Blyth Festival, Blyth
June 29 to August 6, 2011
Reviewed by Mary Alderson
A Generation of Young Men Lost
The play Vimy is made all the more poignant with Canada’s withdrawal from Afghanistan this year. Each time we heard of the death of the 157 young members of our armed forces who lost their lives over the past 9 years, we were heart-broken. Imagine, if you can, how Canadians felt when the reports of the battle of Vimy came in. In four days April 9th through 12th, 1917, the Canadian army took Vimy Ridge: but with 3,598 young men dead, 10,602 injured.
As this very moving play points out, even if they survived the horrible battle, they died in the army hospitals of the effects of mustard gas, tuberculosis, or battle injuries.

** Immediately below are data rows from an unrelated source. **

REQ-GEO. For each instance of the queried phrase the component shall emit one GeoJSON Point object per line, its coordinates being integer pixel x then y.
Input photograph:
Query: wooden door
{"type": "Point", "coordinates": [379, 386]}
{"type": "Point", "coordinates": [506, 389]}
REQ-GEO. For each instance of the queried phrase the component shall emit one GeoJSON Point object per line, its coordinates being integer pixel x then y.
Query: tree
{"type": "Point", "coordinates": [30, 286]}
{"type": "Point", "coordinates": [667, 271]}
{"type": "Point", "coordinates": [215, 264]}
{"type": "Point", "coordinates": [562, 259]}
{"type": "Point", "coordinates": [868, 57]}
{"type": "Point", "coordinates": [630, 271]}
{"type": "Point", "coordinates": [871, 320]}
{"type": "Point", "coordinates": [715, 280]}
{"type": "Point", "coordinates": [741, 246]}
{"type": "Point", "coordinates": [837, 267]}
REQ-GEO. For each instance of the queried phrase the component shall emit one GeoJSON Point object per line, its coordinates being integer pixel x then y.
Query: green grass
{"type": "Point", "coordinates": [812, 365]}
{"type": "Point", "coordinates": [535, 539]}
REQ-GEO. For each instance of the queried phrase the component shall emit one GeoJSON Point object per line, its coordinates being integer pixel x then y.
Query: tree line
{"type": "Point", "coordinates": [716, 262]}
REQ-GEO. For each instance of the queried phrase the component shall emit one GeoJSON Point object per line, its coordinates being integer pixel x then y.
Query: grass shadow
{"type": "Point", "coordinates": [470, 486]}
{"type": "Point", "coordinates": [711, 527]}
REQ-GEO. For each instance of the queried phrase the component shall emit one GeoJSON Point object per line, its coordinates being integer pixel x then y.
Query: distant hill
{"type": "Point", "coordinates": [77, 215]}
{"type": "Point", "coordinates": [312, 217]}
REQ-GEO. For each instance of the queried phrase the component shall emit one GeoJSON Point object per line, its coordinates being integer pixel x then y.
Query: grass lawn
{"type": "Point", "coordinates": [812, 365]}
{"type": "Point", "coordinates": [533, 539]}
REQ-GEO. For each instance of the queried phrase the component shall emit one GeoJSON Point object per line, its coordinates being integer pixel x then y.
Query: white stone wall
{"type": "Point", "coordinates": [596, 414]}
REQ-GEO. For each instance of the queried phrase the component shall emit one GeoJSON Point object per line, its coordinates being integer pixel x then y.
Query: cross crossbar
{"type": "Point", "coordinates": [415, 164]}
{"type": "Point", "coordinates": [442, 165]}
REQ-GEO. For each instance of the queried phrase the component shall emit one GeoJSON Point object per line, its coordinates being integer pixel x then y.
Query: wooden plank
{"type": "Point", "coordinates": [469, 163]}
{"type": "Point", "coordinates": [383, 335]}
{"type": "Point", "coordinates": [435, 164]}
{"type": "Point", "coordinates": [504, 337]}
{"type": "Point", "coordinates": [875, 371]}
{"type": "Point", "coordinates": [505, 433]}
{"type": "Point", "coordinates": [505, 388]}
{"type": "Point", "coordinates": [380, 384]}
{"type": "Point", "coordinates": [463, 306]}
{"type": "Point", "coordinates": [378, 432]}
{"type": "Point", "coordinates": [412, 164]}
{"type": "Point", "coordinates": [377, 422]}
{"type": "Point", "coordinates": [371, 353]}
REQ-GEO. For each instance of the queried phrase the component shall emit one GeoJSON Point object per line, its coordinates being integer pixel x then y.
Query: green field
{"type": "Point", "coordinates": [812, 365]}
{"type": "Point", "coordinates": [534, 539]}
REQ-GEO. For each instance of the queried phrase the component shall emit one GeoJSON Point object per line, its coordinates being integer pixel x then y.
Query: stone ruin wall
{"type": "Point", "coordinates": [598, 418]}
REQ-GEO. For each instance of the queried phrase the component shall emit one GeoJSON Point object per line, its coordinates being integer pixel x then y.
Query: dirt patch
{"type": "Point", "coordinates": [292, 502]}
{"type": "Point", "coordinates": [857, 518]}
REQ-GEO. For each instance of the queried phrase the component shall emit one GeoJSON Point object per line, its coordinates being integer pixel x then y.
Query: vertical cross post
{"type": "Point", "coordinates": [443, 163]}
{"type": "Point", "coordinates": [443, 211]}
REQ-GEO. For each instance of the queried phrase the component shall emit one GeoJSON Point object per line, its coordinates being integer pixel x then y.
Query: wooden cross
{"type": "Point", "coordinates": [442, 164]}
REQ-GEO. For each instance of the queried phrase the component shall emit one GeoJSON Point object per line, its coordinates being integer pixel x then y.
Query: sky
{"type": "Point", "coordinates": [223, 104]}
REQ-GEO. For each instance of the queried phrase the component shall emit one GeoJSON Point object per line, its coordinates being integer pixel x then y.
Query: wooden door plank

Vern Thiessen has written a fascinating story of four very young Canadian soldiers, a nurse and her boyfriend. He has obviously tried to involve all parts of Canada, and in order to put characters realistically in the same place, he brings them to a hospital. The play opens just after the battle of Vimy – the soldiers end up in hospital: Sid is blind, Jean Paul is shell-shocked, Mike can’t breath due to the gas, and Will has a badly damaged arm and other injuries. Clare, their nurse, is seeking her boyfriend Laurie – an engineer who wasn’t supposed to go into the front lines but was sent anyway.
Mercifully, none of the young soldiers can remember what happened when they were injured, and don’t know how their regiment fared. But each tells his story, of who they were before the war, and what they did at Vimy in the long months of preparation for the attack on the Germans. Theissen makes us know these young Canadians and become involved their lives, so that we feel the loss of so many at Vimy.
Director Eric Coates (also artistic director of the Blyth Festival) has cast this play well. In fact, Sébastien David, himself a Quebecois, plays Jean Paul, a Montrealer trying to find his way in the Anglo army, while Clare, the nurse from Nova Scotia is played by Tova Smith from Sambro, Nova Scotia, with a Shubenacadie accent. Mike, from an Indian Reserve in Alberta, is played by Meegwun Fairbrother of the Grassy Narrows First Nation. Greg Gale from Newfoundland plays Laurie of Nova Scotia. Gil Garratt of Scarborough plays Will from Renfrew, while Mark Crawford of Glencoe is Sid from Winnipeg. With their respective backgrounds they present the accents and intonations perfectly.
It’s a moving story, giving names and faces to the young men who fought at Vimy, who defeated the Germans in battle, something the French and the British were unable to do in previous attempts. Thiessen’s play doesn’t glorify war, nor is it critical of the war efforts. It just makes us think about the loss of a generation of good young men.
My great uncle Oscar James Fearman (my grandmother’s brother) died at Vimy April 9, 1917. Perhaps that is why I am consumed by this story. I now have a context for this relative I never knew.